Al progetto Stem4Art partecipano gli alunni di 8 Istituti: Il Liceo “A. Diaz” e l’I.C. “Mimmo Beneventano” di Ottaviano, il Liceo “De’ Liguori” di Acerra; l’I.C. “A. Moro” di Casalnuovo; l’I.C. Colleferro (Lazio), l’I.C. Correggio (Emilia Romagna), I.C. “Bella” e I.C. “Stella” (Basilicata). Il Liceo “A. Diaz” di Ottaviano è capofila della rete. La manifestazione finale si terrà a Ottaviano il 5 giugno.

 

Il centro di interesse del progetto è il patrimonio storico- artistico- culturale e paesaggistico dei territori in cui hanno sede e svolgono la loro attività gli Istituti che fanno parte della rete. Questo patrimonio viene osservato, analizzato e “misurato” attraverso le discipline STEM (acronimo di Science (Scienza), Technology (Tecnologia), Engineering (Ingegneria) e Mathematics (Matematica).

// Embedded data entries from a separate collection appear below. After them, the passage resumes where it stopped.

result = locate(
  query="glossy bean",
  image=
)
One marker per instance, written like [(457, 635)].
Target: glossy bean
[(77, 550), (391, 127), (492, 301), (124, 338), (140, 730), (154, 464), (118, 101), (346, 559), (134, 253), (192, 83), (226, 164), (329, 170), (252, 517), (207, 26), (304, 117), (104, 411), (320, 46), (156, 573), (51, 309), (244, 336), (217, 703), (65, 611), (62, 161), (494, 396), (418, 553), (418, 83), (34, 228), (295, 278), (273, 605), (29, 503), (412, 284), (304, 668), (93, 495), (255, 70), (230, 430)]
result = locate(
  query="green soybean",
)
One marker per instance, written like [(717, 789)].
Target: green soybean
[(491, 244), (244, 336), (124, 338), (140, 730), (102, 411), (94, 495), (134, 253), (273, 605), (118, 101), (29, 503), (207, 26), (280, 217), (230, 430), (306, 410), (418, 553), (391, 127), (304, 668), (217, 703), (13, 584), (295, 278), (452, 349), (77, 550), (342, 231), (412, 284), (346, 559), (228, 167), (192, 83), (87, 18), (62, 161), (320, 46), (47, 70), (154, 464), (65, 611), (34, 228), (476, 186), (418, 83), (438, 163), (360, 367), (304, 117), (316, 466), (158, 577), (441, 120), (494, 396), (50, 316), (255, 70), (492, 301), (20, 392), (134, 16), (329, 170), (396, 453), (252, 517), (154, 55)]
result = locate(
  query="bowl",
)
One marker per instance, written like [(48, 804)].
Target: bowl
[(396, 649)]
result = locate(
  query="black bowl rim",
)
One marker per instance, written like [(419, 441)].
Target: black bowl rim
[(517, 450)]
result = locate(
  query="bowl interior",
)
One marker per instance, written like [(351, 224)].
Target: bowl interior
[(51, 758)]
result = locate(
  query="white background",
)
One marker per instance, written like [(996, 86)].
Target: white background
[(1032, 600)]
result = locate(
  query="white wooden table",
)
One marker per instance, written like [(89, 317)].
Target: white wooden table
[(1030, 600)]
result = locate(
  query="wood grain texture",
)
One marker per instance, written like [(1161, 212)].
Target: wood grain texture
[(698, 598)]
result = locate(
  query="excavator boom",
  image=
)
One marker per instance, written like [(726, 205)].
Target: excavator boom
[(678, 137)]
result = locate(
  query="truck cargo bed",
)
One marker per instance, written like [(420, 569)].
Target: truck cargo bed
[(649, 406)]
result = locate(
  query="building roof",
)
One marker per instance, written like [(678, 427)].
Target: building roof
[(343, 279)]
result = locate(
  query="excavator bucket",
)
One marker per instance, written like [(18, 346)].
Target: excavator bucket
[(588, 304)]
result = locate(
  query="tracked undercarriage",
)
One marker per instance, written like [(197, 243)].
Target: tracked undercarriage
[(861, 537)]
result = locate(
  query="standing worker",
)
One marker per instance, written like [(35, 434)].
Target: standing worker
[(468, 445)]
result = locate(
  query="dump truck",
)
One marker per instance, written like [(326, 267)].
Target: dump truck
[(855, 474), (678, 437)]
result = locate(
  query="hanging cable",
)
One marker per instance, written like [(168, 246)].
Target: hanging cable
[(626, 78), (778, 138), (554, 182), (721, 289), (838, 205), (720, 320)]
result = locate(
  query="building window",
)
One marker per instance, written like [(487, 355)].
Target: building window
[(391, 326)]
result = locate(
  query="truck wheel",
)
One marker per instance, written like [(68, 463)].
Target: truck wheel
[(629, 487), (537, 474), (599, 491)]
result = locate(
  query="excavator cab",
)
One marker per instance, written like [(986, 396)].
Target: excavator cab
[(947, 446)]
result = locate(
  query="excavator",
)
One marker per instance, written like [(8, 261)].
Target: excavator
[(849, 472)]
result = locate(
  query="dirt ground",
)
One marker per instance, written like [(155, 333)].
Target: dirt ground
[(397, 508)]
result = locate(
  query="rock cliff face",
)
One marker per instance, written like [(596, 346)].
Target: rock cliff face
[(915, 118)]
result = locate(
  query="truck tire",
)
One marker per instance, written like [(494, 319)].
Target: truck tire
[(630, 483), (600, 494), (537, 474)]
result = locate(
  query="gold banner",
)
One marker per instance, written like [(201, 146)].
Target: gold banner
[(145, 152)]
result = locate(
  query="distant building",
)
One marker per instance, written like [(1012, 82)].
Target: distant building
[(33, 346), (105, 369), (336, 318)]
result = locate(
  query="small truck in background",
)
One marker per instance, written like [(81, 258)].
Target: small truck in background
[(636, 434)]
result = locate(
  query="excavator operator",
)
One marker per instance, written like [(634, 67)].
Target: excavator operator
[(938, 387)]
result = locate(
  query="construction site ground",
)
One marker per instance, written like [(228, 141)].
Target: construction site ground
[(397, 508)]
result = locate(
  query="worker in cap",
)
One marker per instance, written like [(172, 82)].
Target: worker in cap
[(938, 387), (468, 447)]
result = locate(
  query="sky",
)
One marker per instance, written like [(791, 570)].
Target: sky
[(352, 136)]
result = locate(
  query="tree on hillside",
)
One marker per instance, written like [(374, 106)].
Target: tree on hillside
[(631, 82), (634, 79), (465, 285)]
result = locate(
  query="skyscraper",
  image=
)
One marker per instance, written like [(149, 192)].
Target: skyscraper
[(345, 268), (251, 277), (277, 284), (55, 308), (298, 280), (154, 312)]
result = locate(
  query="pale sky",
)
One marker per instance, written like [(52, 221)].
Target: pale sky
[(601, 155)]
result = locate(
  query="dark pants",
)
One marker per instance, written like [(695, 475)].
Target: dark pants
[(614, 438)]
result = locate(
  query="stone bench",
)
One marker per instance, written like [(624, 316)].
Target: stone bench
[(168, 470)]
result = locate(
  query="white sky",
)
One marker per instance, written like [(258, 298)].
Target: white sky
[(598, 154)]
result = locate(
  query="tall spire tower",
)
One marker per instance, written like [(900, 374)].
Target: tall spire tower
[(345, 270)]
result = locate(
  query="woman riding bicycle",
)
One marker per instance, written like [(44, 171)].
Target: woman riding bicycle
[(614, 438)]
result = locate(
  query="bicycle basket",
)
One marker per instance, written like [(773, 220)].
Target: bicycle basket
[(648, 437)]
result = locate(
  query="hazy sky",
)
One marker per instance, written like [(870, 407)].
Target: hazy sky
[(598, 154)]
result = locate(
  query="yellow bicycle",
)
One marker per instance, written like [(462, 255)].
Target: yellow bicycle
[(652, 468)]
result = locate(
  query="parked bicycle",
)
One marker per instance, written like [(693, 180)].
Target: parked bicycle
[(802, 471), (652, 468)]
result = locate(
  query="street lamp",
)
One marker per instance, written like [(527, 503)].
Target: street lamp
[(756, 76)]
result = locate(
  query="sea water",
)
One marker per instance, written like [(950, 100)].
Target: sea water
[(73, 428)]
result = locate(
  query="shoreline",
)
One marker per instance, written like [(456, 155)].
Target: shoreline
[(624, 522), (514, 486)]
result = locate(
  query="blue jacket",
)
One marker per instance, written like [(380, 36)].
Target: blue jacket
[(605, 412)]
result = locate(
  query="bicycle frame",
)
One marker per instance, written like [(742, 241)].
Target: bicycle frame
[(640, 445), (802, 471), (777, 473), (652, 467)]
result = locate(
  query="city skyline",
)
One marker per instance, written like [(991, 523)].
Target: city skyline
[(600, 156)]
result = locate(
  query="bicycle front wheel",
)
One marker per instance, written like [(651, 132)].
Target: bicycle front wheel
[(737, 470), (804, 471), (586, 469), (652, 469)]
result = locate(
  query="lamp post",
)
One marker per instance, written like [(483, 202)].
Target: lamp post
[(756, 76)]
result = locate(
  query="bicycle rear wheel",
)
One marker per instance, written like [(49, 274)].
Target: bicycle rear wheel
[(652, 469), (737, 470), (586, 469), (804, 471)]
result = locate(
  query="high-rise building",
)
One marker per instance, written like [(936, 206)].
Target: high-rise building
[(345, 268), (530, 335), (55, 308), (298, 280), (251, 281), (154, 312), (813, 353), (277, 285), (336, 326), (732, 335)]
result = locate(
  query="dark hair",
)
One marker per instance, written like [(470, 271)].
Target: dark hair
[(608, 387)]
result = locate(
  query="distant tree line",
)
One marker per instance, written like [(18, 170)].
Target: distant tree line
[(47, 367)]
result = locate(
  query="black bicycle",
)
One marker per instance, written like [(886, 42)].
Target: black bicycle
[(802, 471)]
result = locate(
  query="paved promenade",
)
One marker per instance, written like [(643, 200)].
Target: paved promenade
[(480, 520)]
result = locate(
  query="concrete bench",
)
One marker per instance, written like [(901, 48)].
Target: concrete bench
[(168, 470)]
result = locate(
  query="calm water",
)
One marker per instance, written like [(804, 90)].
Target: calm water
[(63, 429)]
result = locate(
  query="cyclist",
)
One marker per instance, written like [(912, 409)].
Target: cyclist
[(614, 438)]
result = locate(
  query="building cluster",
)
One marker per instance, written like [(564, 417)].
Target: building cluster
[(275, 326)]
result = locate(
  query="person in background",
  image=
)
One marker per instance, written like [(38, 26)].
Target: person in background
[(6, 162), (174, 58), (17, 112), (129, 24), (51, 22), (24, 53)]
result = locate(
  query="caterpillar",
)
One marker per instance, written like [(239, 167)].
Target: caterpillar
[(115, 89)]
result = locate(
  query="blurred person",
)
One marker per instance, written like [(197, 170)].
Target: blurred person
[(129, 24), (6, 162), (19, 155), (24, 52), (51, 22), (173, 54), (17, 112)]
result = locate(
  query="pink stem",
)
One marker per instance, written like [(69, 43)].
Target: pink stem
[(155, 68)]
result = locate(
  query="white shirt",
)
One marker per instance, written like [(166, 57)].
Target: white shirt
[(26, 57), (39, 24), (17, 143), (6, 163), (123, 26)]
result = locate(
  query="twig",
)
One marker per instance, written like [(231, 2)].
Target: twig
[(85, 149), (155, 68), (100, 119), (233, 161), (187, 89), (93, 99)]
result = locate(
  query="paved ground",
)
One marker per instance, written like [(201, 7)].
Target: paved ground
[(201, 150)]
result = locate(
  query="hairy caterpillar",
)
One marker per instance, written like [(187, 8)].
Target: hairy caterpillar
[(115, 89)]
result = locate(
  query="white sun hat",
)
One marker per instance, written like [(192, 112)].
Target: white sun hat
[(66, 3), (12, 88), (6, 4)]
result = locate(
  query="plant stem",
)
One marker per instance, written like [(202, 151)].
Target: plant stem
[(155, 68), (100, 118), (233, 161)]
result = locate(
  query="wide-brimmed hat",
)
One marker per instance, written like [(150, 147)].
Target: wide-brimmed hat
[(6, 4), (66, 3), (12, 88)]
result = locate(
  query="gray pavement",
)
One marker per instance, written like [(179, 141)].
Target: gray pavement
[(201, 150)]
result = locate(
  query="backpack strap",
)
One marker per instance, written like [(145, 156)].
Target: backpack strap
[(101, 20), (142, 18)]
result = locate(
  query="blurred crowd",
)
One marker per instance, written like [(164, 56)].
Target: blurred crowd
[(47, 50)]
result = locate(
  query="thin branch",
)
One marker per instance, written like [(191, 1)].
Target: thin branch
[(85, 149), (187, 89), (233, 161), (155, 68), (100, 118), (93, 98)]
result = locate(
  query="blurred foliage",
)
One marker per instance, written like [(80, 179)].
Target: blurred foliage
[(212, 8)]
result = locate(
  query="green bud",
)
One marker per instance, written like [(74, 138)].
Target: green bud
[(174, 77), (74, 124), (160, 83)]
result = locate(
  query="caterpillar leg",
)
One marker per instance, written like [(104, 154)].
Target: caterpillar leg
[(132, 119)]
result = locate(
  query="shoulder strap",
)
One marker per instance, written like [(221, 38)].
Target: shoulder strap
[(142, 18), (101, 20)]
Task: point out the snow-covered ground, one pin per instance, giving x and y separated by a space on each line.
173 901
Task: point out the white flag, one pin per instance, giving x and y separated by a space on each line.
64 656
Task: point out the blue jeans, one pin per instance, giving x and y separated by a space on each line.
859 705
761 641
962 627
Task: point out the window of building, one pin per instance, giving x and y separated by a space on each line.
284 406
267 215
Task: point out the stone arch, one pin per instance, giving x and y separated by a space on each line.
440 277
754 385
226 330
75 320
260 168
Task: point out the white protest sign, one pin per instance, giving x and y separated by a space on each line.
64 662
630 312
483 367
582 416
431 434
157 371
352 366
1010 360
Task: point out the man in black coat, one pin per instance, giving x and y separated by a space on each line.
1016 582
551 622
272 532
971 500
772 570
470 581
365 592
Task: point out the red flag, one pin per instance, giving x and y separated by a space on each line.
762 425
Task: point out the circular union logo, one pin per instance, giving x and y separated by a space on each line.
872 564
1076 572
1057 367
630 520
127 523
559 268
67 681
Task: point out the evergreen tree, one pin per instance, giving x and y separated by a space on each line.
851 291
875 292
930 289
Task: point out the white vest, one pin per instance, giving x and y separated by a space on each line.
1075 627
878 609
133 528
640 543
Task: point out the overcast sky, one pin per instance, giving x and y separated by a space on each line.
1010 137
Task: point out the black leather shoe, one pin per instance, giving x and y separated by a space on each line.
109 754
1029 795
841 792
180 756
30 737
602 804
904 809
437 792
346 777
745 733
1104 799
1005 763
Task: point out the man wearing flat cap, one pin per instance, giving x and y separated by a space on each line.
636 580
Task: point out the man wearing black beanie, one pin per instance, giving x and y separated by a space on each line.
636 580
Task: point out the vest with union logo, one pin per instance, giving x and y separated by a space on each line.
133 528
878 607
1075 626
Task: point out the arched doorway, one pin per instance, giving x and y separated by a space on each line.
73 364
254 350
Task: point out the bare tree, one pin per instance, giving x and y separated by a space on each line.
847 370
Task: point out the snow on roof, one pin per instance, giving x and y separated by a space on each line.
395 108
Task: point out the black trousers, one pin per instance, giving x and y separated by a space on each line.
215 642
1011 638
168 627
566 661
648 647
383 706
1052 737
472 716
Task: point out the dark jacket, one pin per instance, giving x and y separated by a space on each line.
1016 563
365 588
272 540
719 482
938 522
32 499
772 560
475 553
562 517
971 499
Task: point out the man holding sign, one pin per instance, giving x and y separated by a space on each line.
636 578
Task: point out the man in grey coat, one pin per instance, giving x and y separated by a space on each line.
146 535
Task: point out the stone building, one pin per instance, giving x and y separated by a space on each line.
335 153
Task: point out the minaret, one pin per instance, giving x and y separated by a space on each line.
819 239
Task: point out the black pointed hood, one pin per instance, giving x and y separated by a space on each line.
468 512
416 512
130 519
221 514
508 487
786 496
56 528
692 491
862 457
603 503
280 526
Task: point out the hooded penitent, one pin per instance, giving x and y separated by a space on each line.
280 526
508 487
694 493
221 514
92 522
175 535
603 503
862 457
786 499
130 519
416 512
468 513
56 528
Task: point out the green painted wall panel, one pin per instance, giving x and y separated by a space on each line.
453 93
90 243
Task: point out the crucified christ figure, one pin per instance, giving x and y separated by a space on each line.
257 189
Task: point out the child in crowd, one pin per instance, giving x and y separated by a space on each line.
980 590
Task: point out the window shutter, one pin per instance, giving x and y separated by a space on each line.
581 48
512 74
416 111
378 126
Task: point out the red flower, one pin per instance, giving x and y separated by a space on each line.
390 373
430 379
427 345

I ragazzi della scuola primaria sono stati impegnati nei laboratori “I sentieri dell’arte”, percorsi adatti all’osservazione del paesaggio e della natura, alla documentazione, alla progettazione e alla realizzazione di cartoni animati e di filmati, ambientati in giardini, parchi e boschi del territorio. Grande attenzione i ragazzi hanno dedicato alla misura del PH delle acque e ai valori biologici dei vegetali e degli organismi viventi, e usando le tecniche del “digital storytelling” essi hanno creato e registrato storie. Gli alunni della scuola secondaria di 1° grado hanno seguito “Le strade dell’arte”, progettando e realizzando cartine interattive e percorsi virtuali in 3D dei principali siti di interesse del territorio, hanno digitalizzato le opere d’arte e hanno allestito mostre con le riproduzioni in 3D. Gli studenti della scuola secondaria di 2°grado si sono dedicati alla progettazione di soluzioni “green” e “smart” per le proprie “città d’arte” e di percorsi ciclabili che si sviluppavano tra i luoghi significativi dal punto di vista artistico, culturale e paesaggistico. Il territorio è stato “mappato” con rilievi fotogrammetrici in 3D grazie all’ausilio di droni provvisti di fotocamere digitali. L’ interesse interdisciplinare degli studenti si è concentrato sugli archivi scolastici e sui documenti importanti dal punto di vista storico-sociale, che sono stati digitalizzati in “database”. Gli Istituti che facevano parte della rete hanno rispettato con il rigore della consapevolezza il principio della sinergia per far sì che i 1050 alunni impegnati nelle sezioni del progetto realizzassero gli scopi prefissati e coniugassero nei termini dell’efficienza e dell’efficacia le specifiche competenze di ciascuna Scuola.